Like all signs and planets, Capricorn and Saturn also have elevated expressions that move us into maturity and wisdom:

  • Committed and hardworking

  • Emotional maturity

  • Comfortable in solitude

  • Patience and delayed gratification

  • Bringing things into reality

  • Ability to set boundaries and create structures

  • Connection to wise woman (crone) or wise man (senex) archetype

  • Firmly planted in day-to-day grounded nature

Mythologically, this feeling of winter coldness reminds me of one of my favorite myths told by Clarissa Pinkola Estes called Warming the Stone Child. It is an Inuit myth about an orphan, a symbol of our internal, abandoned, unmothered child who is left out in the cold and chained to a rock. Here is an excerpt, just reading the words makes me want to cry:

There was an orphan that was so lonely and so hungry that no one wanted to be near him. His mouth was open all the time and his teeth were always showing and tears were always running down from his eyes, and he was so wild with hunger that they had to tie him in the entrance to one of the skin houses so he’d not try to eat the hunters on their way to the seal hunt; that’s how hungry he was.

The orphan was uncared for by his community as his pain was too hard for them to witness. Even retelling this myth by writing I can’t help but cry, to admit that often when I look at myself in the mirror and I am a small, emaciated, malnourished little girl similar to the character in the stone child myth. That people see my sadness and hunger for connection and it scares them. One night the orphan is freezing and feeling his own death and so he begins hugging a large stone to stay warm, feeling his own body heat reflected off of it. There are two versions to this story, one is that his tears open the stone and a female (his anima), emerges. In another, he meets an older woman in the woods, who invites him into a warm home.

The medicine for the stone child or sense of inner coldness is the warmth often times in mythology as the crone or hermit. She is the warm grandmother inviting us into knowing and offers the sense of coziness that comes with the ability to self-nurture. Inner connection and love are the hungry ghosts and stone children so many of us must face during winter. We are often disgusted by the hideous, hungry stone children in others as it is painful to witnessand we often reject or judge when we see it. It is the childlike parts of us that don’t know how to self-parent or self-nourish and constantly seek a constant outside affirmation for an internal struggle. We see it when someone begs for affirmation or attention or instead isolates for fear of rejection.

This year I want to face the season of Saturn and coldness differently in hopes of warming myself from the inside out…I want to face my inner scrooge and cold closet, literally and figuratively.
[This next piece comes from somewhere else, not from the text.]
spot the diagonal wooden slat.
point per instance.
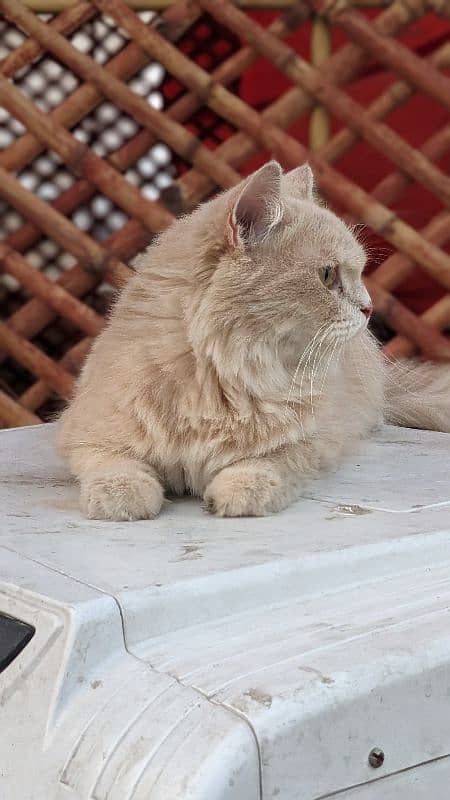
(291, 152)
(393, 54)
(52, 302)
In archetypal psychology, coldness signals a lack of feelings (um, hello Elsa from Frozen). Being "frozen" means being without emotion towards oneself or others, often as a self-protective mechanism though may also block connection to one's soul and creativity.
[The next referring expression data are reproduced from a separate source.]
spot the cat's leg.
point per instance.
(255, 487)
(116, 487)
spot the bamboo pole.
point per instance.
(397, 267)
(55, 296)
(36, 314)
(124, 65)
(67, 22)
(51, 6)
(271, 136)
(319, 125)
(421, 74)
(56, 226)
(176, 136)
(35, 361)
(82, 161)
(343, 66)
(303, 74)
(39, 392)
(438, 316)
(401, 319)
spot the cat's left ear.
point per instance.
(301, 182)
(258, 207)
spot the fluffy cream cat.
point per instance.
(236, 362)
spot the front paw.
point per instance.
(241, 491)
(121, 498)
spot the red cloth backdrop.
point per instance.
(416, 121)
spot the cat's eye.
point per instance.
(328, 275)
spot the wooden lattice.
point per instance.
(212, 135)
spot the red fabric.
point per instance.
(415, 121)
"...for the soul does not respond to iciness, but rather to warmth. Any icy attitude will put out a woman's creative fire...The ice must be broken and the soul taken out of the freezer." -CLARISSA PINKOLA ESTÉS

Winter asks us to move towards the internal coldness with more time inside and learn how to heat ourselves, no longer relying on the Sun or external distractions. It reminds us to slow down and feel so that the emptiness can be transformed into inner warmth and if we are lucky meet our internal grandmother and hygge (see Part 2).